Inverse Trigonometric Series Product!

First note that $27k^3 + 54k^2 + 36k + 8 = (3k+2)^3$ .

For a fixed $k$ , let $\theta = \tan^{-1} \left( \frac{1}{\sqrt{3k+1}} \right)$

So, by simple trigonometry, we get $\theta = \sin^{-1} \left( \frac{1}{\sqrt{3k+2}} \right)$ .

Now $\sin(3\theta) = 3\sin(\theta) - 4\sin^3(\theta) = \dfrac{9k+2}{\sqrt{27k^3 + 54k^2 + 36k + 8}}$ .
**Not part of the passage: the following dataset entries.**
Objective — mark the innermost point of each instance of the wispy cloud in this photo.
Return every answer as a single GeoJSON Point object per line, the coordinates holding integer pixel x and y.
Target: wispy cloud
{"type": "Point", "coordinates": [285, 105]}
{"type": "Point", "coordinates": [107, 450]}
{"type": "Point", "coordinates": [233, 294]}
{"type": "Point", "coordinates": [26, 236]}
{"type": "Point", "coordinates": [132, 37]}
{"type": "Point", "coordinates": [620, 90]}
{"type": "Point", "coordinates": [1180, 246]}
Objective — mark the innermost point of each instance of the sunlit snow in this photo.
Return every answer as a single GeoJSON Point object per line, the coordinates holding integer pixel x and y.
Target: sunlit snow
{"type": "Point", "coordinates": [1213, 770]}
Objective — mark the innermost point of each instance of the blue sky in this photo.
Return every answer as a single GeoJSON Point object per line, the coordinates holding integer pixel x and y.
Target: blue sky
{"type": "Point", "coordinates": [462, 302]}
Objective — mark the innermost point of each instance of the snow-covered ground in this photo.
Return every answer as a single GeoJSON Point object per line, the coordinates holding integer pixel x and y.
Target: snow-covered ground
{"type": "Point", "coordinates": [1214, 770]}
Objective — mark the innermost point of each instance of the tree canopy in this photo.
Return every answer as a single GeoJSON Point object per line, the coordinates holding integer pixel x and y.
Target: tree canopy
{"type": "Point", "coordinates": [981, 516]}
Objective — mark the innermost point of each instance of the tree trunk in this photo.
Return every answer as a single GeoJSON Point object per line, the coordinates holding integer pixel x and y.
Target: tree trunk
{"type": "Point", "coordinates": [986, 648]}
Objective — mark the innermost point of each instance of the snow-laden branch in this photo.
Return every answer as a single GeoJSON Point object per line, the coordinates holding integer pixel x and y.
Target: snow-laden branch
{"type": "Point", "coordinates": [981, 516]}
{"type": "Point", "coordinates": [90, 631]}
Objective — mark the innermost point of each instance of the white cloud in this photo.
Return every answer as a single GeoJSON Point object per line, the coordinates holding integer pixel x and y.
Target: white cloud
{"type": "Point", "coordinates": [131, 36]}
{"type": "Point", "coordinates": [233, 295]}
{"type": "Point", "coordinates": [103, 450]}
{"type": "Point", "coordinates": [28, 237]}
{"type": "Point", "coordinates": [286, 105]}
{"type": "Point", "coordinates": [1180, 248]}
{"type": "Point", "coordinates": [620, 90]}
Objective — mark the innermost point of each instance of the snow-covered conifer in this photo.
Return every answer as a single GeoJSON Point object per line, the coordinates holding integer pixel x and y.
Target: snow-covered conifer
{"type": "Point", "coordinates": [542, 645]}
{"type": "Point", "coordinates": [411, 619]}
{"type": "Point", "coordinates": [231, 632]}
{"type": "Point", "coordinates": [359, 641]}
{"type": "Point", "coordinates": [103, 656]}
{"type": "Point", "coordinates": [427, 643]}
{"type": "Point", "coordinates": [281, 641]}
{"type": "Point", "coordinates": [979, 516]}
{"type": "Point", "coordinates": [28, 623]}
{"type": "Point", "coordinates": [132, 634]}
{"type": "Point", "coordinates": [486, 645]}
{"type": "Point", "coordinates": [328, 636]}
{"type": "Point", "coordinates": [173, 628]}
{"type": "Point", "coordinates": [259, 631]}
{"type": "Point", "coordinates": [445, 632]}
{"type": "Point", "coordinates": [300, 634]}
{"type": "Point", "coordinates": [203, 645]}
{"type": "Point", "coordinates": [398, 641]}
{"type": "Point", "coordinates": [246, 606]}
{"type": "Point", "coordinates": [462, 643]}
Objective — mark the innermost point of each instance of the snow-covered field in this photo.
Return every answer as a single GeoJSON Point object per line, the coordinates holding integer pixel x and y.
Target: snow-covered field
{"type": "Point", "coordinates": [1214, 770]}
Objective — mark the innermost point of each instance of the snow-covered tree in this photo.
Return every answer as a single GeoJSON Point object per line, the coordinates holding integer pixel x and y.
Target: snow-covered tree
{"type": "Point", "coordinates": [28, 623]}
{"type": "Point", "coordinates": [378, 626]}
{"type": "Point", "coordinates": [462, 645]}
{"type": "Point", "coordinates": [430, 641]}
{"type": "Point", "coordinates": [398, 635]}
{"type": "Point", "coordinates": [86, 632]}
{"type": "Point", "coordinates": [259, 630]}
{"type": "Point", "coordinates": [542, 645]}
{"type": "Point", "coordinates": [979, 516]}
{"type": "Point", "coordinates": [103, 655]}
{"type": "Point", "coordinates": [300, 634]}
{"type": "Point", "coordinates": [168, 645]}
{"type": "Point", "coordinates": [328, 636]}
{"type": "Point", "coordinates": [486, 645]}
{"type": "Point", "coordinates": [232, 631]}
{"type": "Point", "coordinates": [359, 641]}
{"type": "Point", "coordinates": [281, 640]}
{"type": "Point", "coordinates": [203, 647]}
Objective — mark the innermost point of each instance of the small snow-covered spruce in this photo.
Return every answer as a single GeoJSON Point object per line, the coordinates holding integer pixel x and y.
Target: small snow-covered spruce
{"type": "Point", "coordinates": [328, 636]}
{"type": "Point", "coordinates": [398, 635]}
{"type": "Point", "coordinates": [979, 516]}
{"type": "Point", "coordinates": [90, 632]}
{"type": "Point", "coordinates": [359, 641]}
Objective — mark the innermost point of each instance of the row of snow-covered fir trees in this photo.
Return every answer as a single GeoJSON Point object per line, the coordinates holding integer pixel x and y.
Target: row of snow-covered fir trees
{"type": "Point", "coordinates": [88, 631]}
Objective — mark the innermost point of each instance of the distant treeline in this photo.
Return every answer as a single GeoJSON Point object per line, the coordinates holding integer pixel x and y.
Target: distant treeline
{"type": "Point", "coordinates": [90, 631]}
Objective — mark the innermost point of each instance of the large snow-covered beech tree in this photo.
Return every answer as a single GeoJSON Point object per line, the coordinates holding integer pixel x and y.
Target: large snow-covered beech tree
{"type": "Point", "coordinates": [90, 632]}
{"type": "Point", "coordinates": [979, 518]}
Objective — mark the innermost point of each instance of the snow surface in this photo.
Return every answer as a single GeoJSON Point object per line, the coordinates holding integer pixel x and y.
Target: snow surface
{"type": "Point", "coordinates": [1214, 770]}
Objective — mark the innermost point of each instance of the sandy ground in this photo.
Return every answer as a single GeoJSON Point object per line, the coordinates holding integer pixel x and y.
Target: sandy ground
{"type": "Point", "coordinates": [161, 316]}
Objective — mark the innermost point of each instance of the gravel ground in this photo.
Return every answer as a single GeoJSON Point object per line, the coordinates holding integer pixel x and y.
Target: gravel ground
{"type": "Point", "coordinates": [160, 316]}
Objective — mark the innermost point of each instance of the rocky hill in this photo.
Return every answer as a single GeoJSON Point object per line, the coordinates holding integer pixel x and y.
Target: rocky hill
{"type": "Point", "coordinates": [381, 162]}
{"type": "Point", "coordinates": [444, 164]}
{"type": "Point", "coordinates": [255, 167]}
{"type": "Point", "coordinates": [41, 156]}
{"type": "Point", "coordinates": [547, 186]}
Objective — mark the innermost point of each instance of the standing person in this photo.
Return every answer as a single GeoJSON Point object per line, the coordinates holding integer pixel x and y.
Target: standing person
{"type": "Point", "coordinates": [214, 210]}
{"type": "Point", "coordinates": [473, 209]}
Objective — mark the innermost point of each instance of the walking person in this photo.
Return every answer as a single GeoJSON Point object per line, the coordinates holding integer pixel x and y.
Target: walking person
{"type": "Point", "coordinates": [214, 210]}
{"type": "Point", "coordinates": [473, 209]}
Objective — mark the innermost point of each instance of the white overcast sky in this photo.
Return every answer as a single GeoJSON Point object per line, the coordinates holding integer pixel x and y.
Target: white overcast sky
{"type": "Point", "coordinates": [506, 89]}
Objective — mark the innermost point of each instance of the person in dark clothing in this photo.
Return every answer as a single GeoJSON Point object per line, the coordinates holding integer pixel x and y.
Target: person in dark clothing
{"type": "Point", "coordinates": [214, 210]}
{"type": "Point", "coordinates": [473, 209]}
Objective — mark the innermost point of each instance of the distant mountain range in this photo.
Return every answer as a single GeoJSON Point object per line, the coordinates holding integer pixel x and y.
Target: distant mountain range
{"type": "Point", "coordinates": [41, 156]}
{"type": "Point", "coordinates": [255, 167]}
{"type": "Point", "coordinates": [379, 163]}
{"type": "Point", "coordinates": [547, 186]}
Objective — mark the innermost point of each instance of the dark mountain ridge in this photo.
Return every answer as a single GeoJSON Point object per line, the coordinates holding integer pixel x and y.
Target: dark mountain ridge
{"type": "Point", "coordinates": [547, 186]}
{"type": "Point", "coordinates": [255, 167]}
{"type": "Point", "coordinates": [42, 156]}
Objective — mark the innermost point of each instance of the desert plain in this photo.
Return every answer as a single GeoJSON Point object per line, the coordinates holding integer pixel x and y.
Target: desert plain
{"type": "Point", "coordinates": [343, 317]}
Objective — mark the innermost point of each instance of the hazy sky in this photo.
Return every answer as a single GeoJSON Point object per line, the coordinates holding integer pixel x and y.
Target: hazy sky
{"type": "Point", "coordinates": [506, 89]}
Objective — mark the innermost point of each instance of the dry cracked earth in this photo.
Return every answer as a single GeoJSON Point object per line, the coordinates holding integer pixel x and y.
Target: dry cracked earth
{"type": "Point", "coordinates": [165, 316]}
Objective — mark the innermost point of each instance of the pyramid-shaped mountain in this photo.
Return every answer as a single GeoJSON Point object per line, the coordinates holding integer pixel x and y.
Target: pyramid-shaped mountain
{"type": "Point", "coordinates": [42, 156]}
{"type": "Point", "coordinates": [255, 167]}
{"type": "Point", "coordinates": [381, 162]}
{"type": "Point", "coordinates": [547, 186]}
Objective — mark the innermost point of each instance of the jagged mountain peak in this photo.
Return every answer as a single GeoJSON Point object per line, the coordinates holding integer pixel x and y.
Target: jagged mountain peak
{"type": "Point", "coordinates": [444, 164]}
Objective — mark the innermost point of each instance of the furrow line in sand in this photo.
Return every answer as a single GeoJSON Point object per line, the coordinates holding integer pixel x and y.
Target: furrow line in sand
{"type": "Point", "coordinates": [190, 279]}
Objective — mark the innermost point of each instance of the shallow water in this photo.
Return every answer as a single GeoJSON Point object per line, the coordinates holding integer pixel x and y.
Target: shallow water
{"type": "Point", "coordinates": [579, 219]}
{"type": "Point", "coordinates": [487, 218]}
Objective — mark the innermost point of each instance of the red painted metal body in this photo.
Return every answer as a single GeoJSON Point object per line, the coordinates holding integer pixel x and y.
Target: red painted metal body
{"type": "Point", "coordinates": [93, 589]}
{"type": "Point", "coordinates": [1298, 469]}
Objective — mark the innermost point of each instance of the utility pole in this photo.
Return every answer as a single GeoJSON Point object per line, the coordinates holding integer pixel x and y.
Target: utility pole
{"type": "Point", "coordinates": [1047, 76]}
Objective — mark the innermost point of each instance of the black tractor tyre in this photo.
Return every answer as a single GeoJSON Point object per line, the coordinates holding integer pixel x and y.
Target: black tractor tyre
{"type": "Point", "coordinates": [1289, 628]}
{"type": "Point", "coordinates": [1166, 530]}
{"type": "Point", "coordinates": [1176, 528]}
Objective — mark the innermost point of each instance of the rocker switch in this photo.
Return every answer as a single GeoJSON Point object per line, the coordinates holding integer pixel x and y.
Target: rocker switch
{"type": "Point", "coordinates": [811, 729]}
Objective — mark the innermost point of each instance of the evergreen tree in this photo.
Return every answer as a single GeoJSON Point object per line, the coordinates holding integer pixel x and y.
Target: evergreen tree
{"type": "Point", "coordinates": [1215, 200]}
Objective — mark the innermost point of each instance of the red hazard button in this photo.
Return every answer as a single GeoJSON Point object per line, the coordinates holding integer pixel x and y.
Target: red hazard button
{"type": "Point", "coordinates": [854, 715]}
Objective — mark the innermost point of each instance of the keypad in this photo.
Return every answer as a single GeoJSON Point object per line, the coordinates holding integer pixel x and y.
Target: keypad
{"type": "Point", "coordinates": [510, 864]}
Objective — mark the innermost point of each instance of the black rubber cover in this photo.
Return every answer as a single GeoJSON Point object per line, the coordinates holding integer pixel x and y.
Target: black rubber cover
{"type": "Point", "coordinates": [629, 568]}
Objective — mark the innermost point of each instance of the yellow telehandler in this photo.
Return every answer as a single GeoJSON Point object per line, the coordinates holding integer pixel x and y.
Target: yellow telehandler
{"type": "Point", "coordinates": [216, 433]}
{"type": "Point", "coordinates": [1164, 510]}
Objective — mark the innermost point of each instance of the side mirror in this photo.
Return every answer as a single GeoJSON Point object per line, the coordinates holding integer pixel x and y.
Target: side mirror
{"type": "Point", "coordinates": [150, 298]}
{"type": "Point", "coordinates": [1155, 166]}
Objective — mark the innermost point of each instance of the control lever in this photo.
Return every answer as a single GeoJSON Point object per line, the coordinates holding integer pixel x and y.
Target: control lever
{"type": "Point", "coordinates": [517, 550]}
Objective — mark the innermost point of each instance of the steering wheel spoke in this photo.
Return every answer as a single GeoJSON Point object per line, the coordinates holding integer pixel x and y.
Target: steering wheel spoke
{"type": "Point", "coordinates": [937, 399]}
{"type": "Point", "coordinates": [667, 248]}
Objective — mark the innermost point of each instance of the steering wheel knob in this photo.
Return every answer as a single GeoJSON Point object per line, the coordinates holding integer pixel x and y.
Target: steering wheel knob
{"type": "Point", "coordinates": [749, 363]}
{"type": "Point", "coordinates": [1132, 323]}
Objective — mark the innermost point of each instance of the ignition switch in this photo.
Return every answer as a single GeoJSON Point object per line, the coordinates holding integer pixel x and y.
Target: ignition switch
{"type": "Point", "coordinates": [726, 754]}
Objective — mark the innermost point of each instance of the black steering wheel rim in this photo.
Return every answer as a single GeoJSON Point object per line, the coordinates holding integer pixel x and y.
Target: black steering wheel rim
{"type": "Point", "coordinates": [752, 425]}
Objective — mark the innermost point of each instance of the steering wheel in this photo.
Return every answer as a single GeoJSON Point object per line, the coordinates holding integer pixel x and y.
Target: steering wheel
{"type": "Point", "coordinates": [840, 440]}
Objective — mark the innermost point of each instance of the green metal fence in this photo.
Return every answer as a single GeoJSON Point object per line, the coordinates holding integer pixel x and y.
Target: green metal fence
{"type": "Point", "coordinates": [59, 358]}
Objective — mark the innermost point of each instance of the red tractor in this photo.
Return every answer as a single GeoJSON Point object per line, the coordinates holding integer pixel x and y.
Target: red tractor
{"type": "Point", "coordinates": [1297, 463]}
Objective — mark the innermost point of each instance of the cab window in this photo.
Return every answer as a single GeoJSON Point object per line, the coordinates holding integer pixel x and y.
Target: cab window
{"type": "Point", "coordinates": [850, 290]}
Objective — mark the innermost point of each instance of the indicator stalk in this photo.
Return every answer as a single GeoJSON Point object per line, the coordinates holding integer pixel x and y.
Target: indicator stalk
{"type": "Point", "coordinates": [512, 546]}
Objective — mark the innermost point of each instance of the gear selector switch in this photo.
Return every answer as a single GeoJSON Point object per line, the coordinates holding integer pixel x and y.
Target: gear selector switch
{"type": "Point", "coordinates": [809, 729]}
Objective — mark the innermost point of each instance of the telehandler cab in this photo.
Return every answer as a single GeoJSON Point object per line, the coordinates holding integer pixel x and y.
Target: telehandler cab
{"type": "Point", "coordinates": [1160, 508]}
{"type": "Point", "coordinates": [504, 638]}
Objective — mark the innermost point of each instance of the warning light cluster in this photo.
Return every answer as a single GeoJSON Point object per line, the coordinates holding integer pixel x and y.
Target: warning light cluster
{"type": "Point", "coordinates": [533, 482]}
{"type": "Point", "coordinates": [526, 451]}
Therefore, we simply obtain:

$S_n = \prod_{k=1}^n \ \dfrac{\arcsin \left( \frac{9k+2}{\sqrt{27k^3 + 54k^2 + 36k + 8}} \right) }{\arctan \left( \frac{1}{\sqrt{3k+1}} \right)} = \prod_{k=1}^n \dfrac{3\theta}{\theta} = \prod_{k=1}^n 3 = 3^n$

Thus $\ln(S_{2015}) = \ln(3^{2015}) = 2015\ln(3) \approx \boxed{2213.703}$

$Log({ S }_{ n })=nLog(3)$

That complicated trigonometric expression on the right is just $3$ . Looks like a difficult problem until it's solved.